Laval family blames lost paperwork for deportation
A Laval family is facing what appears to be imminent deportation to Guinea Sunday after public pleas for reconsideration have failed to result in a last minute reprieve.
Several dozen supporters of the Keita family protested outside the Montreal office of the federal Citizenship and Immigration department Saturday in the hopes that the government would step in and stay the deportation order.
Kankou Keita and her five children were ordered deported back to their native Guinea after their refugee claim was refused.
Paperwork mistake
Kankou Keita says a mistake was made by her first lawyer which prevented Immigration Canada from receiving her family's application to remain in the country on humanitarian grounds.
The Keitas are asking for a temporary stay so their application can be submitted again. Kankou Keita has been working at a factory to support her family, and her five children, who all speak French, were either working or enrolled in school.

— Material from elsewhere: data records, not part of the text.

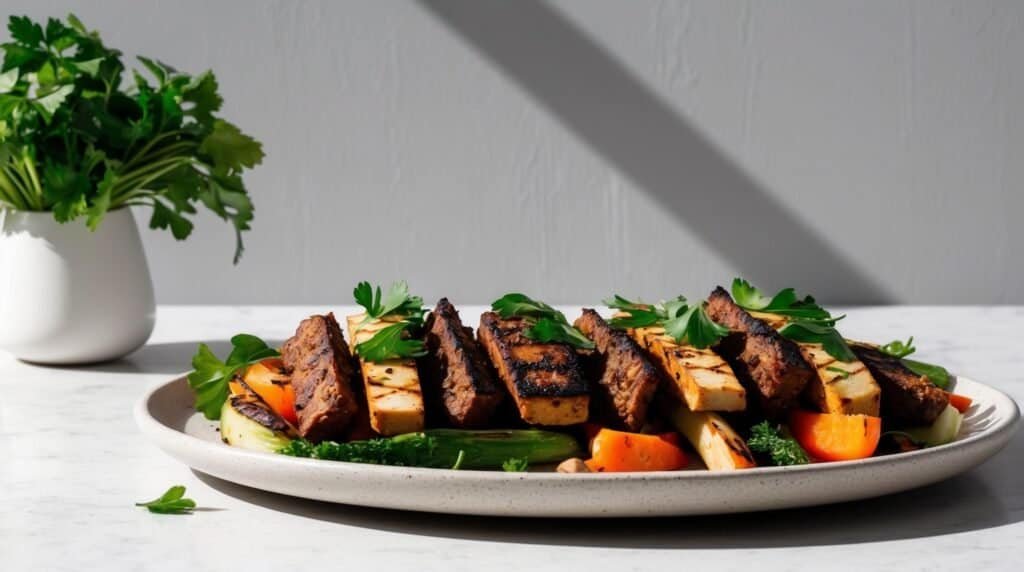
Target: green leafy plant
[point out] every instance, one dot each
(171, 502)
(210, 377)
(78, 139)
(683, 321)
(545, 323)
(396, 341)
(936, 374)
(782, 450)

She said going back to Guinea would be a nightmare.
She worries that she and her older sister will be forced into arranged marriages and made to undergo genital mutilation.

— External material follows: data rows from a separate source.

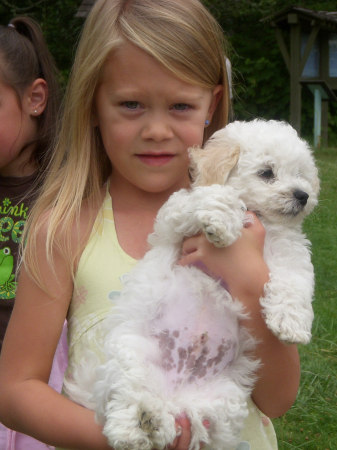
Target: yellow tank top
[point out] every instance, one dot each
(97, 281)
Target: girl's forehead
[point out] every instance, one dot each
(129, 64)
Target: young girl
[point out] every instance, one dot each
(148, 81)
(29, 101)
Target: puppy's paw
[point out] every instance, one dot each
(159, 428)
(288, 328)
(219, 230)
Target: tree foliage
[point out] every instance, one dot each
(58, 22)
(260, 78)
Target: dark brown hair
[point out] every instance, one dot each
(25, 57)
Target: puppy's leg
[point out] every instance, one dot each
(215, 210)
(129, 404)
(285, 312)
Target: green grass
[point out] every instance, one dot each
(312, 422)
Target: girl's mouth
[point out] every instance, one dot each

According to the World Health Organization’s 2011 progress report on female genital mutilation, about 40 per cent of girls between the ages of 15 and 19 are subjected to the practice in Guinea.
It’s the only African country detailed in the report that showed a higher instance in the younger population compared to older women, indicating that the practice is not on the decline.

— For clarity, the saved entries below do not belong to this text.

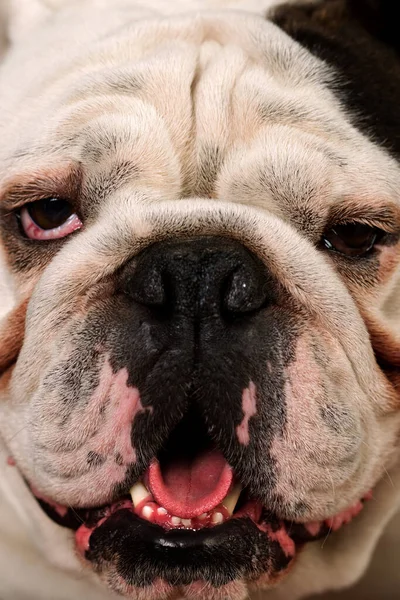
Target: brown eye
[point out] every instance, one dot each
(50, 212)
(352, 239)
(49, 219)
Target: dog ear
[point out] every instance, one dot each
(12, 329)
(379, 18)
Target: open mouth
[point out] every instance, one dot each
(187, 520)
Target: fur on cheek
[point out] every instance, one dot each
(12, 330)
(86, 465)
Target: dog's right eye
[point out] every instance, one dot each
(49, 219)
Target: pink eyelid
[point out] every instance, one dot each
(34, 232)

The Keita family arrived in Canada in 2007. Its application for refugee status was denied, and the family later applied to stay on humanitarian grounds.
The family’s current lawyer says Immigration never received that application.
Little leeway
Immigration officials said earlier this week they aren’t able to comment on specific cases.
But Canada Border Services has said there's little leeway once a deportation order is issued, and it’s obligated to proceed with the removal as quickly as possible.
Anne-Marie Bellemare, a social worker who's helping the family, said she isn’t giving up hope, even though there seems to be little likelihood that the family will be allowed to remain while it makes another application.
"Until the plane [takes off], I still have hope that someone in Canada will say, ‘Whoa, we need to stop and start from zero,’" she said.
If a stay isn’t granted, the family will be required to report to Montreal’s Trudeau airport to leave the country Sunday.